我想用a掩盖一个numpy数组mask。面具与a具有完全相同的形状,但无论如何都可以屏蔽a(我猜是因为额外的维度是1维(广播?))。 / p>
a.shape
>>> (3, 9, 31, 2, 1)
mask.shape
>>> (3, 9, 31, 2)
masked_a = ma.masked_array(a, mask)
但是,相同的逻辑不适用于在其最后一维中有5个元素的数组b。
ext_mask = mask[..., np.newaxis] # extending or not extending has same effect
ext_mask.shape
>>> (3, 9, 31, 2, 1)
b.shape
>>> (3, 9, 31, 2, 5)
masked_b = ma.masked_array(b, ext_mask)
>>> numpy.ma.core.MaskError: Mask and data not compatible: data size is 8370, mask size is 1674.
如何通过将(3, 9, 31, 2, 5)掩码的最后一个维度中的(3, 9, 31, 2)值展开为True,从(3, 9, 31, 2)掩码创建[True, True, True, True, True]掩码(和False分别)?
答案 0 :(得分:3)
这给出了期望的结果:
masked_b = ma.masked_array(*np.broadcast(b, ext_mask))

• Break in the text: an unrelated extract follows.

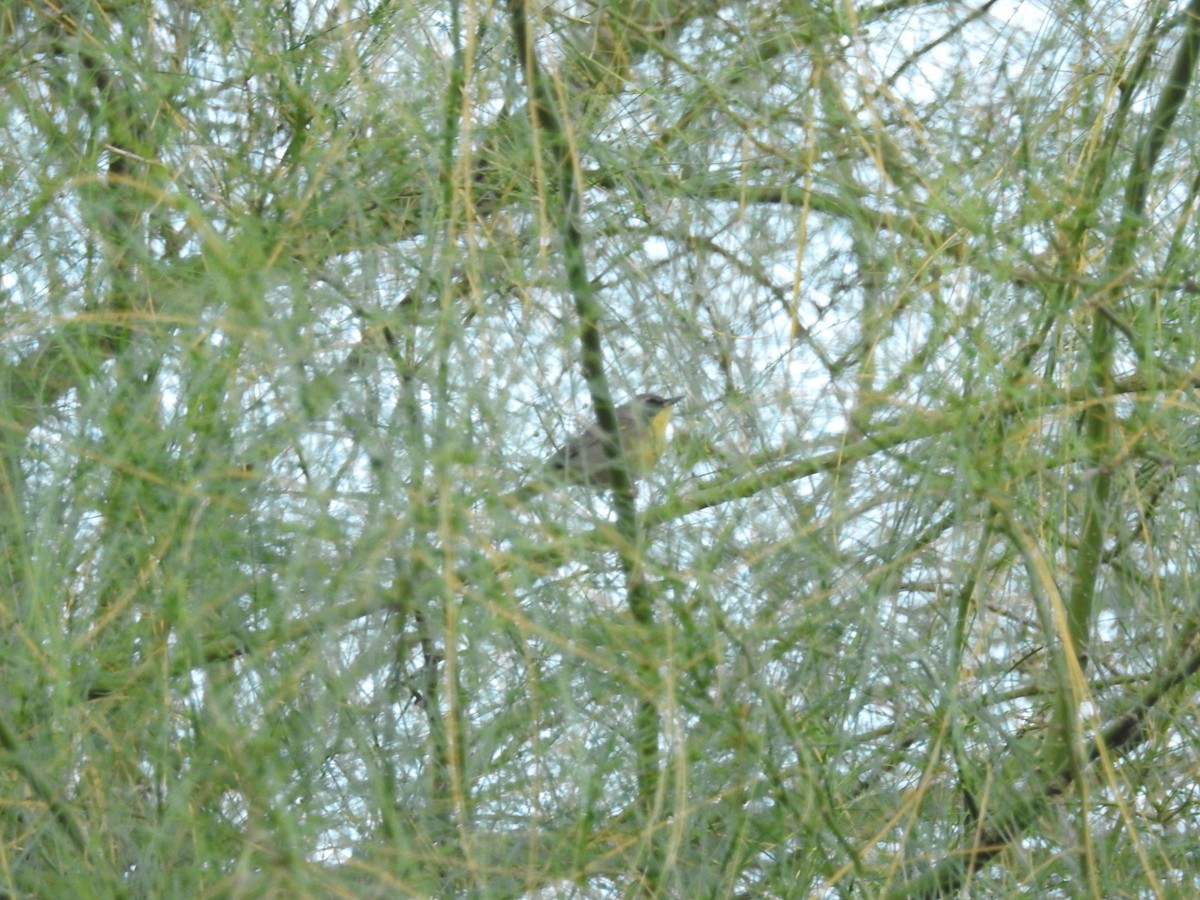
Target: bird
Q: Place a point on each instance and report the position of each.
(583, 460)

我没有对此方法进行过分析,但它应该比分配新掩码更快。根据{{3}},不会复制任何数据:
这些数组是原始数组的视图。他们通常不是 连续的。此外,广播阵列的多个元素 可以指单个存储位置。如果你需要写信给 数组,先制作副本。
可以验证无复制行为:
bb, mb = np.broadcast(b, ext_mask)
print(mb.shape) # (3, 9, 31, 2, 5) - same shape as b
print(mb.base.shape) # (3, 9, 31, 2) - the shape of the original mask
print(mb.strides) # (558, 62, 2, 1, 0) - that's how it works: 0 stride
numpy开发者如何实现广播,令人印象深刻。通过沿最后一个维度使用步长0来重复值。 Whow!
的修改
我将广播和分配的速度与此代码进行了比较:
import numpy as np
from numpy import ma
a = np.random.randn(30, 90, 31, 2, 1)
b = np.random.randn(30, 90, 31, 2, 5)
mask = np.random.randn(30, 90, 31, 2) > 0
ext_mask = mask[..., np.newaxis]
def broadcasting(a=a, b=b, ext_mask=ext_mask):
mb1 = ma.masked_array(*np.broadcast_arrays(b, ext_mask))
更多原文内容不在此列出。